E de repente descobri amar os pedaços que se juntam em forma de portas, janelas, espaços. Com o coração apertado e querendo muito, muito, toda a sorte e amor do mundo na procura e encontro por meu novo lar. Para onde irei arrastar livros, filhos, afetos. Onde bolos de laranja e café serão mais frequentes, assim como as conversas e uma janela específica, de onde eu possa ver uma mangueira, trazendo um pouco da antiga casa para mim.

Carlota
270113

domingo, 6 de janeiro de 2013

Encontro


Toda casa deveria ter alpendre, todo apartamento, varanda. Todo quarto, jardineira. Toda alma vez em quando um sobressalto, susto, espasmo.

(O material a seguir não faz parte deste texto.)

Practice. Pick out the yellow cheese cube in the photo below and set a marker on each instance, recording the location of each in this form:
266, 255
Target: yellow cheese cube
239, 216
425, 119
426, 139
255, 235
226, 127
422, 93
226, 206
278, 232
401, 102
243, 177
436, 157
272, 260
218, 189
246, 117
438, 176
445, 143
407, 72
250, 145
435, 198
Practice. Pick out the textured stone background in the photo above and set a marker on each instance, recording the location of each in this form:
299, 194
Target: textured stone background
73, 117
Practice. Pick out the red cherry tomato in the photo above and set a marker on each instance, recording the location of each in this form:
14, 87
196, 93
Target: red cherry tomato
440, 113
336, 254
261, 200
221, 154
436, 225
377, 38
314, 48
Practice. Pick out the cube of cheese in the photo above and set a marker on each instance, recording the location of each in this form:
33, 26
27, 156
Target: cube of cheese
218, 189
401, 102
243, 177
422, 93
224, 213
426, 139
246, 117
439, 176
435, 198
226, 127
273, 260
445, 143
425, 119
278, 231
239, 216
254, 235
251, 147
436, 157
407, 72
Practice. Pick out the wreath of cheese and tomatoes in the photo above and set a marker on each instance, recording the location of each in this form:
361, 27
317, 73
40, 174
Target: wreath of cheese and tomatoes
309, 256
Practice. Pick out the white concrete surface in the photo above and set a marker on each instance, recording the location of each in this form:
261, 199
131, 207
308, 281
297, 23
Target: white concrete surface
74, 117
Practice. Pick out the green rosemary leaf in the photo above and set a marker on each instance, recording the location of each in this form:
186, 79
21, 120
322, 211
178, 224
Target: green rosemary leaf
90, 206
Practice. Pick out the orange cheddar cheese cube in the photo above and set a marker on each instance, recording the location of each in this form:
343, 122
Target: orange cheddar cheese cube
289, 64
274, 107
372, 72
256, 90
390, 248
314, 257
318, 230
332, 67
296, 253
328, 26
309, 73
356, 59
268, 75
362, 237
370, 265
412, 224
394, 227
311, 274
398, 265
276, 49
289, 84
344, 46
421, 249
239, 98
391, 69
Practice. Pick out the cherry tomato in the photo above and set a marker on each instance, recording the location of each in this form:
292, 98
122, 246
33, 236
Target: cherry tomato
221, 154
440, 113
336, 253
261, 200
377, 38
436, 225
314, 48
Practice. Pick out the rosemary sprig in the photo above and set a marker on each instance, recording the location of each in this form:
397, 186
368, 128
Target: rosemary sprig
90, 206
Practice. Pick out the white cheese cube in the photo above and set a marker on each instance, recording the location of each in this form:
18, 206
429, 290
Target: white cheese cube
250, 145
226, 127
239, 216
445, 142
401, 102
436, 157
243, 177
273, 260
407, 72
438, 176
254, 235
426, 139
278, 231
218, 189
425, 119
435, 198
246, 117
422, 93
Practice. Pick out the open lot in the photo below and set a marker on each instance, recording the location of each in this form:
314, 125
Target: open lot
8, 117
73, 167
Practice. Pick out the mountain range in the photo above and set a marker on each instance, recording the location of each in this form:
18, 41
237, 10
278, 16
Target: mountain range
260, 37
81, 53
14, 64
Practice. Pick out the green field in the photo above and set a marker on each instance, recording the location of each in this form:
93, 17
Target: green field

Toda casa deveria ter um dono que nela habitasse e lhe deixasse marcas. Livros, uma manta sobre o sofá, almofadas, água. Pratos e talheres, algumas taças.

Há de se ter, também, um balanço em um cajueiro. E alguém que chegando pela primeira vez nele se balance. E um amigo, outro, que sem cerimônia lhe roube os frutos.

Uma casa deveria, pelo menos uma vez a cada ano, abrir as portas para os desconhecidos amigos do dono. Para eles e suas risadas, para as músicas, o vinho, cerveja, brindes, piadas.

Mulheres e homens de pernas de fora. Cães que se enroscam quase gatos, filhotes, buganvílias e flamboyants.

Toda casa deveria ser testemunha do riso, da prosa boa, de ostras ao coco, arrumadinho, bolos, doces e de uma amiga que traz para o convívio lírios de anjo. De afagos e afeto.

Casa, dono, amigos deveriam ser surpreendidos. Música vira presente, se torna parte, é carinho inesperado. E, do todo, se sabe: aquele que fez tem beijos musicados, invenções para dar amor em gesto
s.
Toda casa deveria ter um dono que cobrisse hóspedes de gentilezas em uma tarde saborosa de sábado. E, eu sei, pelo menos uma delas está em Vila Velha.

Para Alexandre, Dario e os doces companheiros do sábado, 15.12.

sexta-feira, 30 de novembro de 2012

Asfalto


Gosto das cúpulas das igrejas e da cumeeira das casas. Eu gosto quando o carro corre e o entorno vira um borrão. Não suporto engarrafamentos.

Gosto de árvores frondosas, bebidas quentes e geladas, céu azul. O banco do carro e o friozinho do ar condicionado. O amarelo do gelo baiano.

Sinto medo ao cruzar a faixa de pedestres. Gosto de retornos. Óculos escuros, uma camada de batom. Sandálias, saias, blusas. Sol.

Pensar olhando a janela, ouvindo Vanessa da Mata. Pode ser, sim.

De sentir saudade apenas quando sei que vai embora. E dançar. Com você.

Me assusto com amigos sendo vítimas de assalto. Tenho sonhos. E sobressaltos.

Gosto de festejar aniversários e dos que fazem festa. Observar detalhes em frestas e janelas. Desenhos em paredes. Muros caiados à distância. Jardins. E de quando os meus sorriem.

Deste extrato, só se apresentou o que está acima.